Everything in life inspires me, not quite with direct interpretation, but as I see and experience faces, words, gestures, colors and shapes – all of it – I am always looking and reacting to the energy around me. It can become a self-centered reflection of whatever is around that interests me rather than great issues that have to be answered objectively. All of this gets channeled and flows from brain to arm, hitting white board with that first wonderful stroke of vibrant color, and continues with adding and subtracting, stripping down to the most essential. I am in love with the eloquence of sparseness and everything to do with the act of painting: the smell, the lushness of oil paint, color.

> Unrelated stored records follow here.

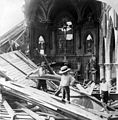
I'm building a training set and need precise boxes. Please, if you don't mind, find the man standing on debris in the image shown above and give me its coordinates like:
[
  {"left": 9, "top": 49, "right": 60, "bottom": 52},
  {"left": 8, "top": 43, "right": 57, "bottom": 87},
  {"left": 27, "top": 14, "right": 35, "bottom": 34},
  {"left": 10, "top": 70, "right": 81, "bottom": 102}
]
[
  {"left": 26, "top": 62, "right": 47, "bottom": 92},
  {"left": 100, "top": 78, "right": 109, "bottom": 104},
  {"left": 59, "top": 66, "right": 75, "bottom": 103}
]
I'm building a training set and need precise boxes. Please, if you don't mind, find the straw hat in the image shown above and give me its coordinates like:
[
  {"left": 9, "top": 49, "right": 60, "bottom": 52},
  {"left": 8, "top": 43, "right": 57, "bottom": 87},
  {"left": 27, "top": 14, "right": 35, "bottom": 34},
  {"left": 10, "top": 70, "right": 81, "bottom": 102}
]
[
  {"left": 59, "top": 66, "right": 71, "bottom": 74},
  {"left": 41, "top": 62, "right": 46, "bottom": 67}
]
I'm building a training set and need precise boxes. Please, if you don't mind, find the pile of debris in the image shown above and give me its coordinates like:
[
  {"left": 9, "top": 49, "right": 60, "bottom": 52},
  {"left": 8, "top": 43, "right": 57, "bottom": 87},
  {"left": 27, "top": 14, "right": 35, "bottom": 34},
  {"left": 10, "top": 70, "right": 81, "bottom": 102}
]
[{"left": 0, "top": 51, "right": 118, "bottom": 120}]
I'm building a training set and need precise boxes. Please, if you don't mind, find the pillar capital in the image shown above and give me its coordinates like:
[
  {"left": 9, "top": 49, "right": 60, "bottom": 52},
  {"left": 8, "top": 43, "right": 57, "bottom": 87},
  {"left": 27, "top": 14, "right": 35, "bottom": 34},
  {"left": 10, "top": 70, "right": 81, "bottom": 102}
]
[
  {"left": 113, "top": 63, "right": 118, "bottom": 68},
  {"left": 104, "top": 63, "right": 113, "bottom": 68}
]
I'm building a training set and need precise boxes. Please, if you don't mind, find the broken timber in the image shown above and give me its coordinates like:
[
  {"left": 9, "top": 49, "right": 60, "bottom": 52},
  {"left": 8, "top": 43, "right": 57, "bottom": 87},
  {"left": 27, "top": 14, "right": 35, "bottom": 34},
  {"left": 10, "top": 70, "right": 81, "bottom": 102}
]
[{"left": 0, "top": 81, "right": 110, "bottom": 120}]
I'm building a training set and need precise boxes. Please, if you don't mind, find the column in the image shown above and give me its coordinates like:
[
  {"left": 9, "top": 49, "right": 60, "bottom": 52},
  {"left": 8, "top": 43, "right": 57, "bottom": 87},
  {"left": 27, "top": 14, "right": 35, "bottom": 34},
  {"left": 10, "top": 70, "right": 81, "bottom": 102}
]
[
  {"left": 99, "top": 63, "right": 105, "bottom": 80},
  {"left": 114, "top": 29, "right": 118, "bottom": 93},
  {"left": 105, "top": 63, "right": 111, "bottom": 83}
]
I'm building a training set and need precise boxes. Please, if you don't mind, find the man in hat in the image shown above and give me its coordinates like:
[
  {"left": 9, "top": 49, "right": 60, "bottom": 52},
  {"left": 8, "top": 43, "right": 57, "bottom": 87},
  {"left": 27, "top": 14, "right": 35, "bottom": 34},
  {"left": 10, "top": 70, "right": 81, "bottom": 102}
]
[
  {"left": 100, "top": 78, "right": 110, "bottom": 104},
  {"left": 55, "top": 66, "right": 75, "bottom": 103},
  {"left": 26, "top": 62, "right": 47, "bottom": 92}
]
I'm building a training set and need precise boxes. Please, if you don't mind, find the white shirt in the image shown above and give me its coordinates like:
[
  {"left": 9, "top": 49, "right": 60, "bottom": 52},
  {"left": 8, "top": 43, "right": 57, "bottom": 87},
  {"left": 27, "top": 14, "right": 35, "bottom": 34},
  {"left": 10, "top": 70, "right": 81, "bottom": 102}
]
[
  {"left": 100, "top": 82, "right": 109, "bottom": 94},
  {"left": 39, "top": 67, "right": 46, "bottom": 76},
  {"left": 60, "top": 75, "right": 75, "bottom": 86}
]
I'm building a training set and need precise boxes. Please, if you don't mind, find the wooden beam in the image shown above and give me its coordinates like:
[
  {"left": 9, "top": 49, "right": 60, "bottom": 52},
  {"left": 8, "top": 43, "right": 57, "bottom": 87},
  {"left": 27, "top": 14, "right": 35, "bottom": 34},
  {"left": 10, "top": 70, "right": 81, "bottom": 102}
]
[
  {"left": 15, "top": 102, "right": 45, "bottom": 120},
  {"left": 3, "top": 100, "right": 16, "bottom": 120}
]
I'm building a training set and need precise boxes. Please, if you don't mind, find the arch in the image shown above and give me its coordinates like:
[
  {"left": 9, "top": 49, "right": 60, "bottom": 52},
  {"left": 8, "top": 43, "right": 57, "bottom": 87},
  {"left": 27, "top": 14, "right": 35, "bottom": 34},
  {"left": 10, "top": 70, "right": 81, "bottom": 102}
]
[
  {"left": 84, "top": 31, "right": 94, "bottom": 54},
  {"left": 81, "top": 2, "right": 97, "bottom": 23},
  {"left": 48, "top": 0, "right": 78, "bottom": 23}
]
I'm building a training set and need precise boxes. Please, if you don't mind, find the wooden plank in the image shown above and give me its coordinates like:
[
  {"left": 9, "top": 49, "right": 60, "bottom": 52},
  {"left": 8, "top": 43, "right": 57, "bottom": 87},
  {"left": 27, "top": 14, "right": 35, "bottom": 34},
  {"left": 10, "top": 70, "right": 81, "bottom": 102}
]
[
  {"left": 3, "top": 100, "right": 16, "bottom": 120},
  {"left": 15, "top": 102, "right": 45, "bottom": 120},
  {"left": 0, "top": 82, "right": 107, "bottom": 120}
]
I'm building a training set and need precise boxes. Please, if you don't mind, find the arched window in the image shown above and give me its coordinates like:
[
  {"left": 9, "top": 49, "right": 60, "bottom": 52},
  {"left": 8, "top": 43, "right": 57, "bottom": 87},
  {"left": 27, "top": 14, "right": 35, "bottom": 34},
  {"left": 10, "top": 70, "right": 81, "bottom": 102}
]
[
  {"left": 57, "top": 17, "right": 74, "bottom": 55},
  {"left": 85, "top": 33, "right": 94, "bottom": 53}
]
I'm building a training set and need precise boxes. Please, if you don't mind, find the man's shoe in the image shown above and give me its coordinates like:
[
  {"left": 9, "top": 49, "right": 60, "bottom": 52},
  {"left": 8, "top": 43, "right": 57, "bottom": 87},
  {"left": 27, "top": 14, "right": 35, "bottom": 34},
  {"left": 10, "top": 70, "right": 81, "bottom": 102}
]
[
  {"left": 61, "top": 99, "right": 66, "bottom": 103},
  {"left": 66, "top": 101, "right": 70, "bottom": 104}
]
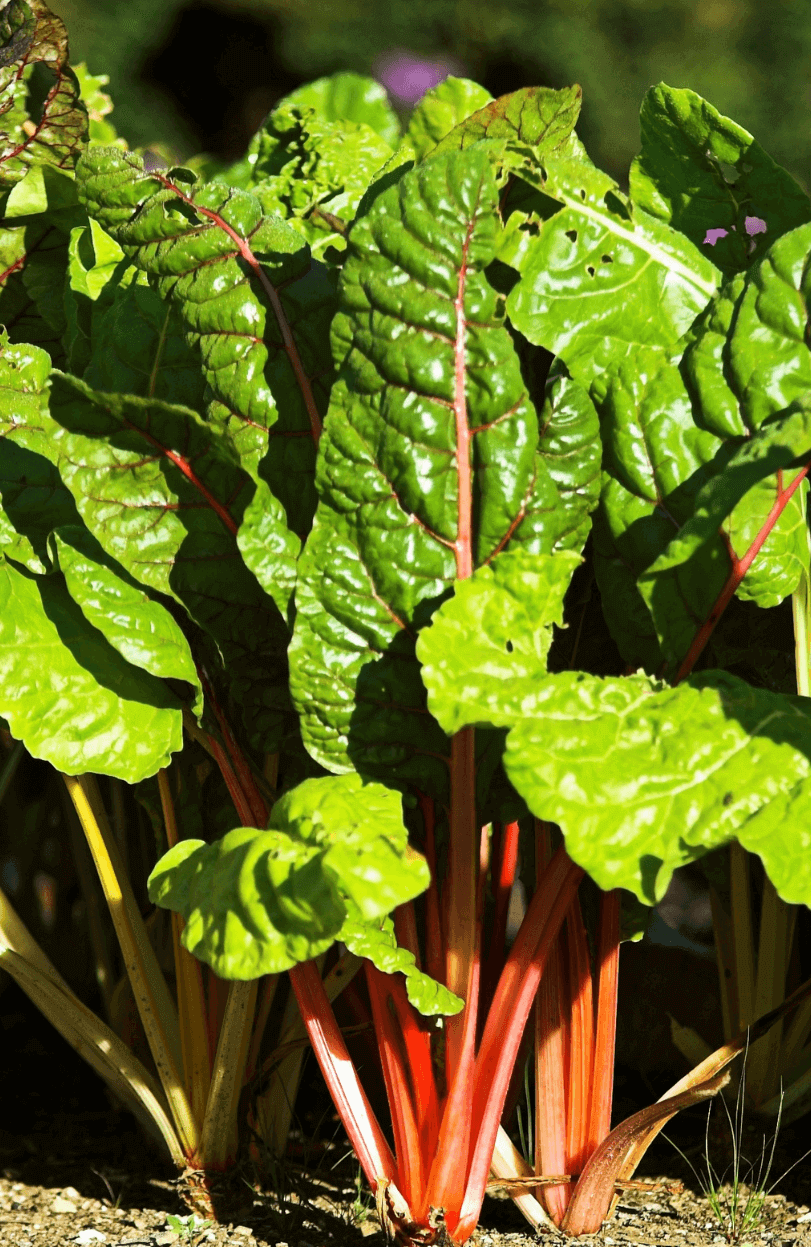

There is unmitigated spontaneity driven by emotive forces, reacting intuitively, chance and choice. The works are not meant to be narrative, but visual explorations. These explorations evoke sensation in the viewer that are not bounded by the literal, but can be broadly identified as physical, spiritual or psychological. The titles are personal associations. I try to work with a straightforward painter’s vocabulary without pretension. I’m not interested in postmodern irony or intellectualizing about painting.

My methods of line and stroke are deliberate, intuitively unidentified. I don’t labor over works. If they start to trouble me, they need to be set aside, while I move on to the next piece. This keeps several pieces in process and the momentum keeps ideas clear. Logic and intuition are always shifting and struggling between what will be viewed and holding onto my pure intention.

“Lisa Kowalski is not afraid to paint. With bold, fluid brush strokes and minimal style, her paintings have a childlike freedom and a sophisticated spontaneity. Her dynamic oil paintings are infused with creative energy, an intuitive sense of color, and an innate understanding of composition. Reminiscent of the Abstract Expressionist movement of the 1940′s and beyond, Kowalski unleashes the creativity of her approach, therefore making the process just as important as the painting itself. She paints what she feels, capturing the essence of herself and all she has absorbed in uncalculated marks, rich textures, and games of positive and negative space.”